American experimental physicist (1910–1961)

Tom Wilkerson Bonner (October 19, 1910 – December 6, 1961) was an American experimental physicist who developed important instruments and techniques for neutron physics and nuclear physics (Bonner sphere).

== Biography ==
Bonner received his B.S. from Southern Methodist University in 1931, and obtained M.A. and Ph.D. degrees from Rice Institute (now Rice University) in 1932 and 1934, respectively.

From 1934 to 1936, Bonner was a National Research Fellow at Caltech. In 1936, he returned to Rice Institute as Instructor in Physics. He was appointed Assistant Professor of Physics in 1938, Professor of Physics in 1945, and Chair of the Department of Physics in 1947. In the academic year 1938–1939, he was a Guggenheim Fellow in the Cavendish Laboratory at the University of Cambridge.

Bonner was elected a Fellow of the American Physical Society (APS) in 1941. From 1941 to 1945, he did radar research at the MIT Radiation Lab. Bonner was an associate editor of the Review of Scientific Instruments in 1946–1949 and in 1952–1955. He was an associate editor of Physical Review from 1951 until his death. In 1959, he was elected a Member of the National Academy of Sciences.
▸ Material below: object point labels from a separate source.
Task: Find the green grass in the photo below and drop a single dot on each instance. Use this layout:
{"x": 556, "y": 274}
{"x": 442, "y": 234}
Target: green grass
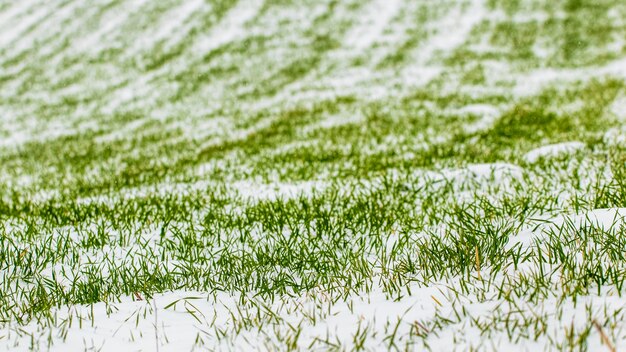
{"x": 248, "y": 171}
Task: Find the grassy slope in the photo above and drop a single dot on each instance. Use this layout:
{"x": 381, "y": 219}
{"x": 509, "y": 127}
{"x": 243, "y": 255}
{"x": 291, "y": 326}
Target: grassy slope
{"x": 274, "y": 149}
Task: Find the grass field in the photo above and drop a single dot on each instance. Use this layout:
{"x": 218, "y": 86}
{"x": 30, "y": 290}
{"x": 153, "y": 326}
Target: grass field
{"x": 313, "y": 175}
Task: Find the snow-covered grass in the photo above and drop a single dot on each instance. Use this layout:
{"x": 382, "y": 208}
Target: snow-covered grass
{"x": 299, "y": 175}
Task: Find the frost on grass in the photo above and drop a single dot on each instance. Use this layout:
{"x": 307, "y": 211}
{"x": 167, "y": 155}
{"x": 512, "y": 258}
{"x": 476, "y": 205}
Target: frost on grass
{"x": 332, "y": 175}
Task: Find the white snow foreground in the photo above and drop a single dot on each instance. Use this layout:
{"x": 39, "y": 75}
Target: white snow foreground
{"x": 188, "y": 321}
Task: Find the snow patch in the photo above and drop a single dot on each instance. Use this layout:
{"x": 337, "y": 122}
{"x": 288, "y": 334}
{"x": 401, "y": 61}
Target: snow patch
{"x": 553, "y": 150}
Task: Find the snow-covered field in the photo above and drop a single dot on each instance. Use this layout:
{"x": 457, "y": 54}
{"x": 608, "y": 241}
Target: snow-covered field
{"x": 312, "y": 175}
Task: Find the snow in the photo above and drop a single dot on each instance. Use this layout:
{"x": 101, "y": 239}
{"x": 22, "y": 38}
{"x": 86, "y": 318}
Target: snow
{"x": 553, "y": 150}
{"x": 612, "y": 219}
{"x": 379, "y": 14}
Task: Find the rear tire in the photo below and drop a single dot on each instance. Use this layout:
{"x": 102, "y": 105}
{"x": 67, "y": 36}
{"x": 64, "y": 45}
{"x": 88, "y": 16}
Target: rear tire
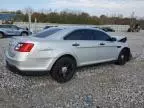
{"x": 24, "y": 34}
{"x": 63, "y": 70}
{"x": 1, "y": 35}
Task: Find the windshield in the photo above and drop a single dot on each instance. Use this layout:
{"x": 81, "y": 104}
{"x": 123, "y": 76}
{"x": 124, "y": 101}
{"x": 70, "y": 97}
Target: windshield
{"x": 47, "y": 33}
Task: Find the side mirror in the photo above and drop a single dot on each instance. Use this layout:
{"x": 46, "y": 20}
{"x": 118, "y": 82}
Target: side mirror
{"x": 113, "y": 39}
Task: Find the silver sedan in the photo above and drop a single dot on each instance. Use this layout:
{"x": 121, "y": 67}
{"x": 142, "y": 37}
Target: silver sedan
{"x": 61, "y": 49}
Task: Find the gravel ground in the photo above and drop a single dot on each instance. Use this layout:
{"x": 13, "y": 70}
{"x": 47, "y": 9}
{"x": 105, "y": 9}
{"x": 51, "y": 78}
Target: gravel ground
{"x": 99, "y": 86}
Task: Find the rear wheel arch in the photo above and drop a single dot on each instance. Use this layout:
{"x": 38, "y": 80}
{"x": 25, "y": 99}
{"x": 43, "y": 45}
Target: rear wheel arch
{"x": 67, "y": 62}
{"x": 127, "y": 52}
{"x": 2, "y": 33}
{"x": 69, "y": 56}
{"x": 24, "y": 32}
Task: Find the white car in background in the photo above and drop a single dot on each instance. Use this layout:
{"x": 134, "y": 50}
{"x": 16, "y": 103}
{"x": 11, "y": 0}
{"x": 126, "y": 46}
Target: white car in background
{"x": 61, "y": 49}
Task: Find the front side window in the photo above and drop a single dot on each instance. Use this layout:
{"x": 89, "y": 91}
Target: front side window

Bonner did important work in the development of high-pressure cloud chambers for the study of neutrons produced by accelerators. He invented a neutron-counter-ratio technique for the determination of neutron emission thresholds. He also invented a sphere-moderated neutron spectrometer.

In 1937, Bonner married Jara Prasilova, with whom he had three children.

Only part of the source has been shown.